The scores obtained for the 2D test sets are reported in Table 1. The tendencies are the same as those observed for \(\varvec{V}\)’s. Although the evolution times for ALGA are longer than for GASVM, the latter requires the model to be selected beforehand—here, we used GS, which is very time consuming, especially for 2d-chessboard-dots—the largest set used in our experimental study.

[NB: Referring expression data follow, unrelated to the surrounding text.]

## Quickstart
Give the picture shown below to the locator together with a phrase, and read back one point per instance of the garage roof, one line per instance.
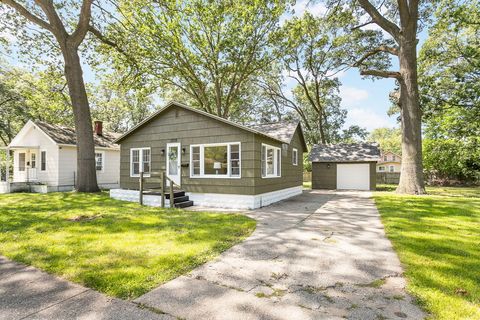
(357, 152)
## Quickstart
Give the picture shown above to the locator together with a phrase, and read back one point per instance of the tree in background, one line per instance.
(62, 27)
(39, 96)
(389, 139)
(207, 52)
(119, 105)
(311, 52)
(450, 91)
(400, 21)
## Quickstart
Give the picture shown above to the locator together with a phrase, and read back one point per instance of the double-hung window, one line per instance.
(99, 161)
(33, 160)
(139, 161)
(21, 161)
(219, 160)
(43, 160)
(271, 161)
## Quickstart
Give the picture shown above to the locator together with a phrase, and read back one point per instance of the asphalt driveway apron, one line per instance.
(321, 255)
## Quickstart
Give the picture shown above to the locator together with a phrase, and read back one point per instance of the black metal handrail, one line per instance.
(163, 185)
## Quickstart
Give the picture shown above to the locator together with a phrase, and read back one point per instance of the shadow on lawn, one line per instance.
(437, 239)
(126, 251)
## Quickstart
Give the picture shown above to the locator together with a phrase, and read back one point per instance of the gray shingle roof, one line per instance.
(282, 130)
(344, 152)
(66, 135)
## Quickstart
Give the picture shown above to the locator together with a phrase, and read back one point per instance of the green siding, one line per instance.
(187, 127)
(292, 176)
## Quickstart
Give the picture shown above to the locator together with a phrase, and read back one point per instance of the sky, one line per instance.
(366, 100)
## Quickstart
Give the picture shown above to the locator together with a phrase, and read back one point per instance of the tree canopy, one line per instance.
(450, 91)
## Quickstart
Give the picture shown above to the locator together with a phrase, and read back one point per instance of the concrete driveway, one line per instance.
(321, 255)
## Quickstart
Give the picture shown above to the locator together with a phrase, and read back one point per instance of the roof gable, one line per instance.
(67, 136)
(26, 129)
(62, 135)
(345, 152)
(284, 137)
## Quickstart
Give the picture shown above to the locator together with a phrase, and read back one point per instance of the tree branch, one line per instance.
(83, 23)
(382, 74)
(26, 14)
(383, 48)
(362, 25)
(377, 17)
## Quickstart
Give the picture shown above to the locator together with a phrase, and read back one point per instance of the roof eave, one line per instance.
(181, 105)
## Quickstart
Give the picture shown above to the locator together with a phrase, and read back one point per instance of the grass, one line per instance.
(437, 238)
(116, 247)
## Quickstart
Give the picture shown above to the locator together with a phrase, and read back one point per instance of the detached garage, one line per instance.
(344, 166)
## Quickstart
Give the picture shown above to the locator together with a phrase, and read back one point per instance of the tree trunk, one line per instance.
(86, 180)
(411, 176)
(320, 127)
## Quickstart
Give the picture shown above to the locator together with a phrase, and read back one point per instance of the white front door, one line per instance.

For the UCI sets (the scores are shown in Table 2), GA-model is overfitted to \(\varvec{V}\), resulting in perfect classification with large \(s\) values, however still the accuracy for \(\varPsi \) is similar to that obtained using other methods. ALGA and GASVM render similar accuracies (though statistically different)—ALGA behaves slightly better for \(\varvec{V}\), while GASVM delivers slightly higher accuracy for \(\varPsi \). Although GASVM is better here in terms of the classification performance, ALGA remains competitive, without the need for selecting \(\mathcal {M}\) prior to the training set selection.

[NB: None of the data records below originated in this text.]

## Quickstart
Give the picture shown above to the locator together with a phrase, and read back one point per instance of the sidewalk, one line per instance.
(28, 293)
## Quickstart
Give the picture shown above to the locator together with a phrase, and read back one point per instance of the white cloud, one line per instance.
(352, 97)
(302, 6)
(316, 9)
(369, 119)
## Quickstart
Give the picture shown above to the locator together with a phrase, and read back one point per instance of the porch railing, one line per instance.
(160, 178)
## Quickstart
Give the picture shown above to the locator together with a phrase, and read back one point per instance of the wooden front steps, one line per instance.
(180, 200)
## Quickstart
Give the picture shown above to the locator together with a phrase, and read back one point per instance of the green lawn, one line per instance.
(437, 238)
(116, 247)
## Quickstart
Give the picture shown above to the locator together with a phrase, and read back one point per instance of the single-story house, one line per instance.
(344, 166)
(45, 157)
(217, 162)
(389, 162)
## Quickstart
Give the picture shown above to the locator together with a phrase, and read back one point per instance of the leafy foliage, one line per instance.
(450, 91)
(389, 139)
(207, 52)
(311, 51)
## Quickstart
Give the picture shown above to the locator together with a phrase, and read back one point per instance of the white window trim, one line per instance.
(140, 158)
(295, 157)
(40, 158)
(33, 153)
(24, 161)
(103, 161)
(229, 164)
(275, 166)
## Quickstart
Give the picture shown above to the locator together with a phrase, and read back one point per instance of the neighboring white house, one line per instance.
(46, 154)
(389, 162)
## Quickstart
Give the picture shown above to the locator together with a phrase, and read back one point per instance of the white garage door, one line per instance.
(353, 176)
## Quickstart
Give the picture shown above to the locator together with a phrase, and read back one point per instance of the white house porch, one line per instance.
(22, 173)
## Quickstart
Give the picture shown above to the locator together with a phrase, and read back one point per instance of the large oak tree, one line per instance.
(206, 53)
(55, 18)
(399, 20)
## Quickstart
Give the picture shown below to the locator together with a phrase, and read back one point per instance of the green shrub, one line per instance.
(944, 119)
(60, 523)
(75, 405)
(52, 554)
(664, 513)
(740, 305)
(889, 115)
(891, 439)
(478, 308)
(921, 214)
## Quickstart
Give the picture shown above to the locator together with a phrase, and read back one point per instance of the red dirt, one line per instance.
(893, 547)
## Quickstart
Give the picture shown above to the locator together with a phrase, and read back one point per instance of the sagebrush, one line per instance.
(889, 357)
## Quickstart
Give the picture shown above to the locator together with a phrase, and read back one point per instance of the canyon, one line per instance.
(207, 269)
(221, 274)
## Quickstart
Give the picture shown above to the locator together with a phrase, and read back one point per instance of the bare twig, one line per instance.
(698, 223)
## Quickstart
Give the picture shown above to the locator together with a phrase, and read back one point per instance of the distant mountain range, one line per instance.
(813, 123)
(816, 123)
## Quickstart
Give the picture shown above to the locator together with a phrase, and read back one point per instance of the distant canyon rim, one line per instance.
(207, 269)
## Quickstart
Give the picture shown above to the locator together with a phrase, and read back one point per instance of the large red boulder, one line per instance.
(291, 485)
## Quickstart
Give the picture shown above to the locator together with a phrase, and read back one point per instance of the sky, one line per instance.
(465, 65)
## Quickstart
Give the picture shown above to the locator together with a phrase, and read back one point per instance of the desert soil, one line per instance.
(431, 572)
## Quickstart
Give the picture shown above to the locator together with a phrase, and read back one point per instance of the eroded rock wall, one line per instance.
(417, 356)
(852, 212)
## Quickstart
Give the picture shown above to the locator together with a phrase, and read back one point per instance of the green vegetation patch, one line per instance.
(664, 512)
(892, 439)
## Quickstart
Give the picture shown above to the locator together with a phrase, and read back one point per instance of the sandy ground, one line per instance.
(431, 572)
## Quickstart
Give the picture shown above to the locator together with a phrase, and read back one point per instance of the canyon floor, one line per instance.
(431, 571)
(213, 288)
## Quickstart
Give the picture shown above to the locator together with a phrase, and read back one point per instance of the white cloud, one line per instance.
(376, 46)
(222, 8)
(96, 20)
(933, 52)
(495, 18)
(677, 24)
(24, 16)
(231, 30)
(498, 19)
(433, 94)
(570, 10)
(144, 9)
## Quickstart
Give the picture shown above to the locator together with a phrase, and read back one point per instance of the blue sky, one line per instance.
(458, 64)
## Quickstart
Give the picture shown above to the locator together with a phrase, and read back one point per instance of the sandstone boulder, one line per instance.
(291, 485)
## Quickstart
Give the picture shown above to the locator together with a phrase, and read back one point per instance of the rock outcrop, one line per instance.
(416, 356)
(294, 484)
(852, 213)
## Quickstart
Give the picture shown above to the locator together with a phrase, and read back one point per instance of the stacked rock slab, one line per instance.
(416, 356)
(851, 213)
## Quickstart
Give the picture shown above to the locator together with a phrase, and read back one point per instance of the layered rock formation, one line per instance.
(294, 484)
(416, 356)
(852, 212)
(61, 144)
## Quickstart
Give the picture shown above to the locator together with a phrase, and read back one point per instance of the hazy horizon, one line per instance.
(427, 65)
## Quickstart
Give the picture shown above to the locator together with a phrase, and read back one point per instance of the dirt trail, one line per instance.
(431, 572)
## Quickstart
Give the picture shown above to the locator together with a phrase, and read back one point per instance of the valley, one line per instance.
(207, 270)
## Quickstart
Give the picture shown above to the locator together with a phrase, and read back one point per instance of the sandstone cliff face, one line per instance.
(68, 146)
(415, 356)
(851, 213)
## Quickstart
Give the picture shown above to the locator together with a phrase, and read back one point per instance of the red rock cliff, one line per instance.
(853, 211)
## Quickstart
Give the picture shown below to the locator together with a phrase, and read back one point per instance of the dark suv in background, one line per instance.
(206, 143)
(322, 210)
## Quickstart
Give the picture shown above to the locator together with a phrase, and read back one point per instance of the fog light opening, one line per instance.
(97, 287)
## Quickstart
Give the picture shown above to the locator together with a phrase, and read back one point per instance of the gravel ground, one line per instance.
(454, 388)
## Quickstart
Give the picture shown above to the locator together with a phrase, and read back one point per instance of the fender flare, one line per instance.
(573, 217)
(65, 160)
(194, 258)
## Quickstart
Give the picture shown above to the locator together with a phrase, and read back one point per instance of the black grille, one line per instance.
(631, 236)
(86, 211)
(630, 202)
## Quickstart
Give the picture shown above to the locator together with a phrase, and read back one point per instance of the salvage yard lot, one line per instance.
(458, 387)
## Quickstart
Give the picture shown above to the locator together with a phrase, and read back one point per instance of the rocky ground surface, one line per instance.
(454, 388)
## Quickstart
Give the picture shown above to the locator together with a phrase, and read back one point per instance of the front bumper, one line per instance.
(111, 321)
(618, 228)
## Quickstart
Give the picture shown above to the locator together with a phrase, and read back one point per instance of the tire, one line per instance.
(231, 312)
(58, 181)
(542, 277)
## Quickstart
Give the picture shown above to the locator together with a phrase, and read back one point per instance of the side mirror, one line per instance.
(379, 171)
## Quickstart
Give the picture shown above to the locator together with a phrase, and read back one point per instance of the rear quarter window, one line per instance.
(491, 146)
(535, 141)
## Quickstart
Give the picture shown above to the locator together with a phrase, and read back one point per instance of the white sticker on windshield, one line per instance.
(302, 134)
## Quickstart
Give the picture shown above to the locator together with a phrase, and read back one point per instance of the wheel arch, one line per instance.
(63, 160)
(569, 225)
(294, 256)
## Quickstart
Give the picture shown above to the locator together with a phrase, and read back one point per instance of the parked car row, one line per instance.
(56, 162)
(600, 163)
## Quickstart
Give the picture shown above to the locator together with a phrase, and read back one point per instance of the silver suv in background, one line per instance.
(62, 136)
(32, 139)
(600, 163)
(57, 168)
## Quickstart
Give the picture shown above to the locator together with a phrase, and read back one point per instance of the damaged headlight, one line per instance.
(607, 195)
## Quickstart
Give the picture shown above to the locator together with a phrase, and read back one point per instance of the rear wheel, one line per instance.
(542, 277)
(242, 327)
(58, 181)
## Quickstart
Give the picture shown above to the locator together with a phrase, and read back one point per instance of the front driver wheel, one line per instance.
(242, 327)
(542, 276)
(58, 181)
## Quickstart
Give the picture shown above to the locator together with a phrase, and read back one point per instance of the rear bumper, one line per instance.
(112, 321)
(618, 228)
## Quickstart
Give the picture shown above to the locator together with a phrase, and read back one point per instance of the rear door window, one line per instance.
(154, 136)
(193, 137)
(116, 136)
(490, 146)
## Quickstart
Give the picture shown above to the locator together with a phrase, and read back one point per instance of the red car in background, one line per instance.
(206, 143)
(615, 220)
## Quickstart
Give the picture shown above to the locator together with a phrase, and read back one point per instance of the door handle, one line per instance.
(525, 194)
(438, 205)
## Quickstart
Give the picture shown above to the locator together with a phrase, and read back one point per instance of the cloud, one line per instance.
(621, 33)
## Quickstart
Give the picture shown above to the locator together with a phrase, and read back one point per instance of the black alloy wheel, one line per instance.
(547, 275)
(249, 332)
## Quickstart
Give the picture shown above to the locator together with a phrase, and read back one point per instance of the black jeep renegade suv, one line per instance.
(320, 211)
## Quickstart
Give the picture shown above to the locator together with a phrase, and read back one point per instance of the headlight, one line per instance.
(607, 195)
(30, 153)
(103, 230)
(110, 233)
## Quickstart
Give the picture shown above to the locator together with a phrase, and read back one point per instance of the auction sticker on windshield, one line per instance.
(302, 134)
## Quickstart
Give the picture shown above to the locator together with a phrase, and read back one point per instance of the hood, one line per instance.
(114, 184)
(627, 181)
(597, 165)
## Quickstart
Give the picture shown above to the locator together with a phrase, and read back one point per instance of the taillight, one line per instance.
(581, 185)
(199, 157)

Table 2. Results obtained for the UCI data sets.

5 Conclusions and Outlook

In this paper, we introduced ALGA—a new approach to select both the SVM model, as well as the training set, within a single optimization process that alternates between two phases. We incorporated relatively simple GAs to solve these two optimization problems and we compared our method with the same GAs applied in a sequential manner. This allowed us to verify the very foundations of the new scheme and based on extensive experiments we showed that ALGA is capable of selecting the training set without the necessity to tune the SVM hyperparameters beforehand (which is non-trivial for the sets that are too large to train SVM from them).

The main shortcoming of the new method is the same as that of GASVM, which we use to refine the training set—it is necessary to select a proper value of K prior to starting the optimization. Importantly, we addressed this problem recently [11] by increasing the chromosome’s length during the evolution, and we developed a memetic algorithm [16] which outperforms the state-of-the-art methods, including those based on data structure analysis [24]. Therefore, our ongoing work is aimed at enhancing ALGA with these adaptive and memetic algorithms, which we expect to increase its competitiveness substantially. Furthermore, we aim at improving the model selection phase as well—instead of tuning the parameters of predefined kernel functions, we plan to allow for selecting them or constructing from scratch. This will be an important step towards parameter-less evolutionary SVMs, easily applicable to deal with large data sets.